Dominic and Micheal have really touched the same views that I have about the matter and really recommned that who reads through April's blog should as well hear what these gentlemen have to say.
But I just wanted to add this. The regulation and management of health systems is primarily the responsibility of the government of the recipient developing countries. If not for any other reason, at least for the fact that any attempt at HSS or horizontal approach to implemetation of public health programs will definitely have to deal with the preavailing poilitical realities of these countries or else they would not just succeed.
I guess that may be one of the reasons why the GFATM from the onset avoided creating what it refered to as a "bottom less pit" where the funds will just go down the drain if they have started by trying to tackle these diseases horizontally. Another wisdom in that decision is that it ensures that government of the recipient countries do not run away from their responsiblities in ensuring that their health systems are working.

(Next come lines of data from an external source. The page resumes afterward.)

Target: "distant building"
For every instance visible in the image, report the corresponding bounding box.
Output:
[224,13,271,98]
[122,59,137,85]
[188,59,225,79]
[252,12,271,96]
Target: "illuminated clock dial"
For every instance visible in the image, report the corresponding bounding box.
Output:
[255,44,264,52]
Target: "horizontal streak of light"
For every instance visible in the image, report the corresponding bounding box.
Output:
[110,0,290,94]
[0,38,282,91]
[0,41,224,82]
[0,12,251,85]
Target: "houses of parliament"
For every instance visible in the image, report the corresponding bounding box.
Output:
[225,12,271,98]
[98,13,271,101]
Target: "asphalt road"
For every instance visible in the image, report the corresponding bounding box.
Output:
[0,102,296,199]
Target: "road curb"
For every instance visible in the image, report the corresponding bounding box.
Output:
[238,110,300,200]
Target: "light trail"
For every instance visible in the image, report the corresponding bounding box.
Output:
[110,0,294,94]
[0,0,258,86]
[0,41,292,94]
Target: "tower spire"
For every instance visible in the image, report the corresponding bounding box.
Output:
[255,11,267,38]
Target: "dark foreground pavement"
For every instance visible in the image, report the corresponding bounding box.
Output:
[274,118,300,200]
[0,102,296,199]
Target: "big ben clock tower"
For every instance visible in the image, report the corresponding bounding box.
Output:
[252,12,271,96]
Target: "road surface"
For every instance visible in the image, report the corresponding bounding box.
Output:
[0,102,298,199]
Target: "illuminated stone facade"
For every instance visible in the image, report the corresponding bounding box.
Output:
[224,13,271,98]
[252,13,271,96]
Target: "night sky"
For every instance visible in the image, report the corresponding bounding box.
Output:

One of the major problems we have in Africa is poor leadership and the "failure" of vertically implemented public health programs lies squarely on the shoulders of the government of these countries. It is the government's responsiblity to provide a platform that can sustain or contain the pressure or distraction caused by vertically implemented programs. It has nothing to do with the good intentions of donor agencies, of which Gates Foundation and the GFTAM are just a few of them. Public health programs have been implemented vertically long before the establishment of the GFATM. The picture of the delipidated primary health care center painted by the LA article brings to fore the failure of the government of these countries and not that of the good gestures of development partners and donor agencies. And it is not even as issue of scarce resource but fundamentally an issue of poor leadership and poor management. At least, that is exactly the case for an oil-rich country like my own country, Nigeria.
The GFATM has succeeded so far, so have other agencies. Though I do not agree with its emphasis on performance but they may be excused because it may not be fair to judge the GFATM's impact from what they have been able to achieve within a short period of its establsihment. But it may as well not be too early to evaluate for impact.
The GFATM already has been able to wield her powers well to extent that she is indirectly infleuncing policy formulation and implementation in the recipient countries. What I will call a "carrot-and-big stick" kind of powers.
Health sysyems is primarily the responsibilty of the recipient countries and these countries should work out modalities to develop programs that will be implemented horizontally or provide a platfrom that will be very conducive for the implementation and success of the vertically implemented programs.
The GFATM should use its powers to set some set of rules that will require potential recipient countries show visible, tangible and concrete evidence that they have health systems that are working before they are qualified to get more grants. Other development agencies and donor should also toe such a line.
It would have been worse if these funds have not been poured into Africa and we cannot afford to stop now. When my organisation started receiving ARVs from the GFATM-sponsored National ARV program in Nigeria, we had our fears that with time these programs will stop. But for the program to still be running, two years down the road, its an a miracle in Nigeria where things are just beginning to work.